A representative case of biliary cannulation with the oblique-tip papillotome is shown in Figures 4, 5 and 6. Endoscopic finding showed a papilla with a tiny protrusion, which was regarded as one of the factors for difficulty in biliary cannulation. After obtaining an en face view of the papilla, the distal end of oblique-tip papillotome was placed at the opening of bile duct, while matching the axis of oblique-tip papillotome and bile duct (Fig. 4). Then, the oblique-tip papillotome was advanced toward the axis of bile duct, using upward angulation of duodenoscope (Fig. 5). Finally, biliary cannulation was easily achieved without unintended pancreatic access (Fig. 6).

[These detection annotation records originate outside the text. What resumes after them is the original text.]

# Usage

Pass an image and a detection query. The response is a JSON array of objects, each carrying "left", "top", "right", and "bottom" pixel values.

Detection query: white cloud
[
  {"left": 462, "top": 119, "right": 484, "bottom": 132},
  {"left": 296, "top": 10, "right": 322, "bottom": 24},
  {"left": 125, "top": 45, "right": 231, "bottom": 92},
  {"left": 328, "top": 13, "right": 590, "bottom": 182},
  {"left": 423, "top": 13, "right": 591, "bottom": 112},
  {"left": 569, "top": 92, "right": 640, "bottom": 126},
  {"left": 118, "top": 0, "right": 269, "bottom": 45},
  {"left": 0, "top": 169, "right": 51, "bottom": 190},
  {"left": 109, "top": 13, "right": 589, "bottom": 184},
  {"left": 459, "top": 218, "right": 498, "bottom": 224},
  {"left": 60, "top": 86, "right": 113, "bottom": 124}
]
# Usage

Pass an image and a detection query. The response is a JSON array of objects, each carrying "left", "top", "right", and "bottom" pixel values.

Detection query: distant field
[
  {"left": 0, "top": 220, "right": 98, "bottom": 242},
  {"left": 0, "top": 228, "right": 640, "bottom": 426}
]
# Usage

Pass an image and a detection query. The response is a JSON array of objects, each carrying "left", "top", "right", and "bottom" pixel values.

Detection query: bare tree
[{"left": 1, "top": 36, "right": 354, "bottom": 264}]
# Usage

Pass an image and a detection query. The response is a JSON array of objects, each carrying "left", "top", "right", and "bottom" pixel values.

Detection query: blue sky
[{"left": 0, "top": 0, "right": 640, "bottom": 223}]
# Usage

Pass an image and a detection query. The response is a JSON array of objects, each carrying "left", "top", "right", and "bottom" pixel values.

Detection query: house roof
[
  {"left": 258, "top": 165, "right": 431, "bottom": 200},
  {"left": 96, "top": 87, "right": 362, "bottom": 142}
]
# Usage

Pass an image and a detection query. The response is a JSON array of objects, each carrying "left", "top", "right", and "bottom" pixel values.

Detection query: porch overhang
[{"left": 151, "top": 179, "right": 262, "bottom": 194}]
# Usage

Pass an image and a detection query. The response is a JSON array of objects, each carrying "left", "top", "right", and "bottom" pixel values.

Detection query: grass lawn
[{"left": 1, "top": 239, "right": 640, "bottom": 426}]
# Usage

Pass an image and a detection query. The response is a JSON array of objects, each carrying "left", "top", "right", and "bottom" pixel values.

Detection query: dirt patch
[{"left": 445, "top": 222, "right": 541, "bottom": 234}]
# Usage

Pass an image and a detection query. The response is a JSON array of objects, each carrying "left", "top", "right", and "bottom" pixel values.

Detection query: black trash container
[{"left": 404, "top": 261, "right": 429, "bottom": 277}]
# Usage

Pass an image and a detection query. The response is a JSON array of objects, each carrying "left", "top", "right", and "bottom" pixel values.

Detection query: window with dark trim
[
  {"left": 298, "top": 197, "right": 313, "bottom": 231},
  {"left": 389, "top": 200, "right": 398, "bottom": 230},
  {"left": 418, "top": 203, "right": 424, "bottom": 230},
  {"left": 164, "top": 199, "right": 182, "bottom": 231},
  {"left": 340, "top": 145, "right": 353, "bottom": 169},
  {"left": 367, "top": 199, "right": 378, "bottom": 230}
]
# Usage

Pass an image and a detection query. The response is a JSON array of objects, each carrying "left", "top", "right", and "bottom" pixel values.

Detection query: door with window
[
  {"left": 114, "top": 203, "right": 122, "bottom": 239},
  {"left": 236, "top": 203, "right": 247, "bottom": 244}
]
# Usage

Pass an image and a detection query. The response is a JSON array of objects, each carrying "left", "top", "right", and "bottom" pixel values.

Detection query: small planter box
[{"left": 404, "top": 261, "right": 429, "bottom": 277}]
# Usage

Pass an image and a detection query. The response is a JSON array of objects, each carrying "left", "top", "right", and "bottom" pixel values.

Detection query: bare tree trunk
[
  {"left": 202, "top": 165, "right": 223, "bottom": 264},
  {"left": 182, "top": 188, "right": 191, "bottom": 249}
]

Fig. 4 - Courtesy of Dr. Hiroo Imazu, MD, PhD

Fig. 5 - Courtesy of Dr. Hiroo Imazu, MD, PhD

Fig. 6 - Courtesy of Dr. Hiroo Imazu, MD, PhD

V. Conclusion

Biliary cannulation is the first step in all ERCP-related procedures. Any troubles at this first step might not only prolong the procedure time but also increase the likelihood of complications such as PEP. We believe that the use of oblique-tip papillotome in biliary cannulation can make ERCP procedures safer and more effective.

VI. References

  1. Kakutani H et al. Risk factors of post-ERCP pancreatitis at a tertiary referral center in Japan. Surg Laparosc Endosc Percutan Tech. 2014; 24: 270-3.
  2. DiMagno EP et al. The relationship between pancreaticobiliary ductal anatomy and pancreatic ductal and parenchymal histology. Cancer. 1982 15; 49: 361-8.
  3. Bourke MJ, Costamagna G, Freeman ML. Biliary cannulation during endoscopic retrograde cholangiopancreatography: core technique and recent innovations. Endoscopy. 2009; 41: 612–17.
  4. Imazu H et al. A pilot study of the novel offset-tip papillotome for selective biliary cannulation in ERCP. Minim Invasive Allied Technol. 2012; 21: 335-41.